Lady Alexandra developers and City of White Rock to meet in court

Lady Alexandra developers and City of White Rock to meet in court

Hearing date has been set for July 18-19

UPDATE: The hearing scheduled to get underway Thursday was delayed. During a brief court appearance, dates discussed for returning the matter to court included July 23 and 24, or Aug. 25-26.

The petition from the developers of the proposed Lady Alexandra building filed against the City of White Rock is being heard at B.C. Supreme Court in Vancouver.

The proceedings were scheduled to begin on Thursday and continue today (July 19).

Calgary-based firm G.S.R. Capital filed the petition after councillors approved contentious OCP and zoning amendments for 1310 Johnston Rd.

READ MORE: Lady Alexandra developers and City of White Rock to meet in court

In March, council voted 5-2 to approve the bylaw, which resulted in down-zoning of 1310 Johnston Rd. to a height of six storeys from the originally planned 12 storeys.

Voting against the amendment were Couns.
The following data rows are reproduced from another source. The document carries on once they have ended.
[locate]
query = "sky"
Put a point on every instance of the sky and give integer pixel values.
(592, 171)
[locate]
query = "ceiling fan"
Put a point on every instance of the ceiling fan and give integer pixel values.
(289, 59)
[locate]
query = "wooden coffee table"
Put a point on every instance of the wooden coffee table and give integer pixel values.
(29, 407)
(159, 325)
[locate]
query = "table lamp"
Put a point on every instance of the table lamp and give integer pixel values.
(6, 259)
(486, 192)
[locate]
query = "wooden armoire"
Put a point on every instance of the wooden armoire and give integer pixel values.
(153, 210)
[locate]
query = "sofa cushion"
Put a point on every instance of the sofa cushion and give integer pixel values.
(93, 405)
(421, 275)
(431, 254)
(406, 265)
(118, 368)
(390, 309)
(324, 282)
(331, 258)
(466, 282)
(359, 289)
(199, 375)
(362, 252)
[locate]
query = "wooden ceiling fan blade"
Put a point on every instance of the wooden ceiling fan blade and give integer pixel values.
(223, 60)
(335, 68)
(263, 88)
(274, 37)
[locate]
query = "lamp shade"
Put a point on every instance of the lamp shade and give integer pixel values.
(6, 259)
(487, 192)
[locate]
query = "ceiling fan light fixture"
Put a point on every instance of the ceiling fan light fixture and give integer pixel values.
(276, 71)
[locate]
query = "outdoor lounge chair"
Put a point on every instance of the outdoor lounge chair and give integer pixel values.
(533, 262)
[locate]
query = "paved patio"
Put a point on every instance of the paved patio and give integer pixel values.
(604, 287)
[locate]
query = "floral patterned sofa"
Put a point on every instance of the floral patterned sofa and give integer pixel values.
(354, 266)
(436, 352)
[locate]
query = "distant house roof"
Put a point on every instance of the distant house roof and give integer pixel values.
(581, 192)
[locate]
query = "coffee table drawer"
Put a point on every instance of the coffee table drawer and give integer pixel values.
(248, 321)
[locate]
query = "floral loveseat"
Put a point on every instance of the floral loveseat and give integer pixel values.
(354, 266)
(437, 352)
Helen Fathers and Anthony Manning.

The mixed-use luxury residential and retail building planned for the current site of Leela Thai Restaurant and other businesses was approved for a development permit at a height of 12 storeys, but the project did not receive a building permit for 12 storeys, which allowed council’s re-examination of the project.

The petition to the court seeks, among other items, a declaration that G.S.R. Capital Group is entitled to proceed with a 12-storey development at 1310 Johnston Rd.; that an order be made to the city to quash a number of Official Community Plan and zoning bylaws, including bylaw 2289, which serves as a guideline for building heights on the 1300-block of Johnston Road; and that the city pay costs to the developer.

Among other items, the petition filed by G.S.R. alleges that the city breached an obligation of procedural fairness.

“That is clearly not the case,” the city’s response says.

In its response to the petition, the city cites section 463 of the Local Government Act, which allows a municipal government to withhold a building permit for 30 days if it passes a resolution identifying a conflict between a development proposed in the application for a building permit and an official community plan that is “under preparation.”